Karl Rove is back on the rubber-chicken circuit — or in this case, we presume, the charred beef path — speaking in Wichita Wednesday night at the Kansas Livestock Association’s annual convention.
And for those concerned about his state of mind following his much-publicized (and ridiculed) on-camera hissy-fit as Fox News joined others in calling Ohio for President Barack Obama on Election Night, it appears the venerable Republican strategist is bouncing back.
According to a couple of local news accounts, Rove joked to his listeners that he’s no longer suicidal in the wake of Obama’s re-election. “Merely despondent,” he said.

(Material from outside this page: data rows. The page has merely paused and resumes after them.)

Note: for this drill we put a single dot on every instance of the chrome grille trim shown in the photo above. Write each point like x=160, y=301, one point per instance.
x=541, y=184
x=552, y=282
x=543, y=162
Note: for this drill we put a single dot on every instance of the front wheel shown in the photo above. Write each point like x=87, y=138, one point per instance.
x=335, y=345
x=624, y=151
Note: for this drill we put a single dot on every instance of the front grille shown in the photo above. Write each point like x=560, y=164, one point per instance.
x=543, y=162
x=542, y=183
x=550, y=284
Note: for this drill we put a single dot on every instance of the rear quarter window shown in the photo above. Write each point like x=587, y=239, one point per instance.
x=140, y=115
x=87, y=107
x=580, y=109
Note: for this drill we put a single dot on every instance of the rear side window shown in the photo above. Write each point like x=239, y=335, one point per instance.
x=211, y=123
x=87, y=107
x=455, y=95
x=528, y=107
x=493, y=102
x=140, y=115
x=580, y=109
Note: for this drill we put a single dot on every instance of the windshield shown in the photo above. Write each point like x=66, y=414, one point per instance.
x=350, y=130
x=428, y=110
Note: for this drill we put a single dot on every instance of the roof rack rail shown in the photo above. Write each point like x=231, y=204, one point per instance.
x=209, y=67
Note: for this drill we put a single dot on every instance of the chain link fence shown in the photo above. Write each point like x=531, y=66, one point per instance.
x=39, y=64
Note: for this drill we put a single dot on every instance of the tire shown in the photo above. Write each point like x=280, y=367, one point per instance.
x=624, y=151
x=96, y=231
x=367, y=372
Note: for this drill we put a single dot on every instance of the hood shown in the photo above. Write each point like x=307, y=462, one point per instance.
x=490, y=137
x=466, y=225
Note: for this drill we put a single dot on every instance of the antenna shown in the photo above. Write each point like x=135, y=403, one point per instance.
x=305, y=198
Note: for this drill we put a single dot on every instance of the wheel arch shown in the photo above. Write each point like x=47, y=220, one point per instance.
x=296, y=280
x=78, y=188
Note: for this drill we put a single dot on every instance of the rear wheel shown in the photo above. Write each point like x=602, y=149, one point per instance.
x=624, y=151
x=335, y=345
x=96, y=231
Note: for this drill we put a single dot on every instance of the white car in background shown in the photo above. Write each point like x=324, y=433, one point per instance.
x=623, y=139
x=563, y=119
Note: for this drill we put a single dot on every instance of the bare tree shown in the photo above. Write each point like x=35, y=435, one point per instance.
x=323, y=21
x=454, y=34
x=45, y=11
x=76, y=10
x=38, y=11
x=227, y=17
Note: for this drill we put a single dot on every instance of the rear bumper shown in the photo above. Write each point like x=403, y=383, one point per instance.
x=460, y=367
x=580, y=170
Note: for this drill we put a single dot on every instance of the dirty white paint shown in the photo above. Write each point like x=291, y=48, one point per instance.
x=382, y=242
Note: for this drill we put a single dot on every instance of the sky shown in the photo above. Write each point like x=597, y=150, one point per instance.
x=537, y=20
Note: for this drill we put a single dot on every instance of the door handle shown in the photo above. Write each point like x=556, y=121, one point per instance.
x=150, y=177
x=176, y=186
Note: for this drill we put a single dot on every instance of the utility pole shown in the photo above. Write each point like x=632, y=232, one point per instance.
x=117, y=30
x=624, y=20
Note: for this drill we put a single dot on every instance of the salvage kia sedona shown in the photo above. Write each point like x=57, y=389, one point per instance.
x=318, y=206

The shepherd of former President George W. Bush’s political successes, Rove quickly was tagged as one of this election year’s biggest losers, given the bottom line after two political outfits he helped create — American Crossroads and Crossroads Grassroots Policy Strategies — raised more than $300 million to tout the Republican cause. Along with the loss to Obama of Republican challenger Mitt Romney, 10 of the 12 Senate candidates backed by the Rove groups flamed out.

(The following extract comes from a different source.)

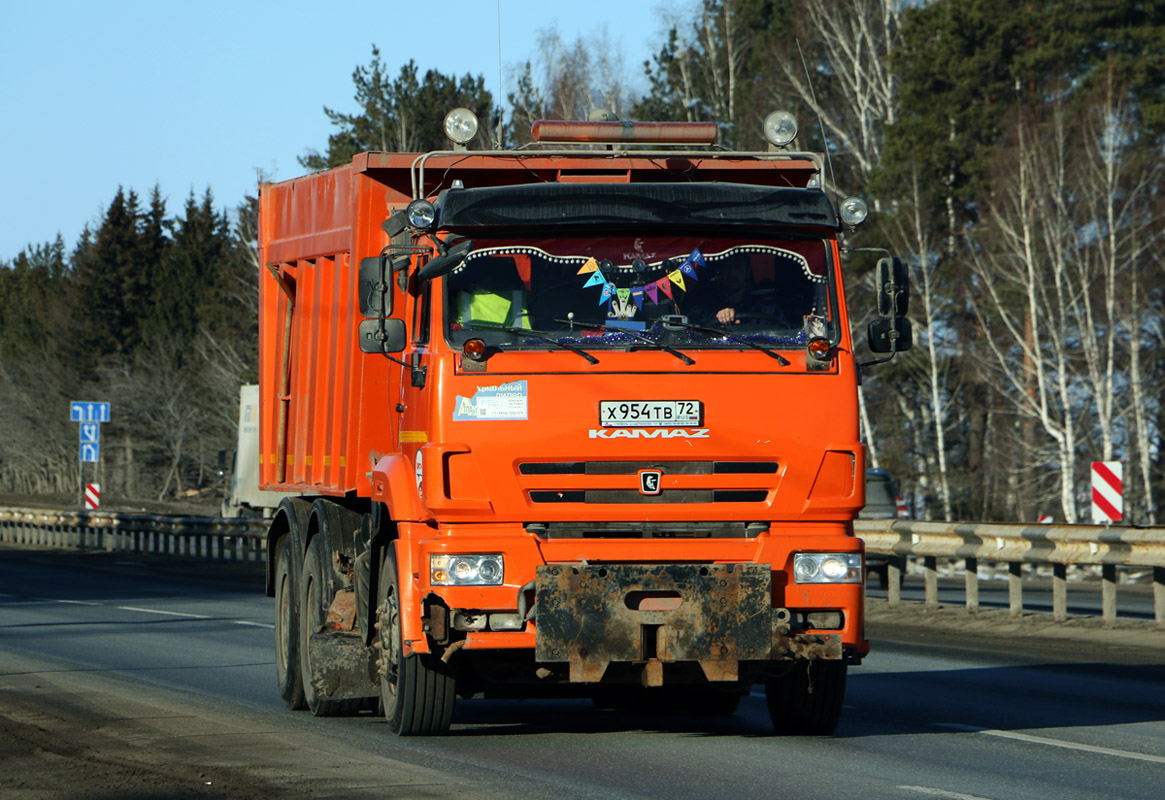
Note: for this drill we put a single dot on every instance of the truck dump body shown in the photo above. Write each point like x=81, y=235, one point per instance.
x=595, y=425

Referring to his fundraising efforts, Rove indulged in a little blues-singing in his Wichita remarks.
`This is the worst volunteer job I’ve had in my life,” he told his listeners. The reason? Intra-party squabbling among Republicans that soured their general-election chances.
“I got sick and tired of spending money in races where the moderate and conservative had gone at each other and made victory impossible,” he said.
Calling for his party’s factions to adopt a more pragmatic, unified political posture, Rove also conceded: “Easier said than done.”
One of the Rove groups continues to butt heads with the Federal Election Commission over donor disclosure rules, as Bloomberg’s Greg Giroux details in this post.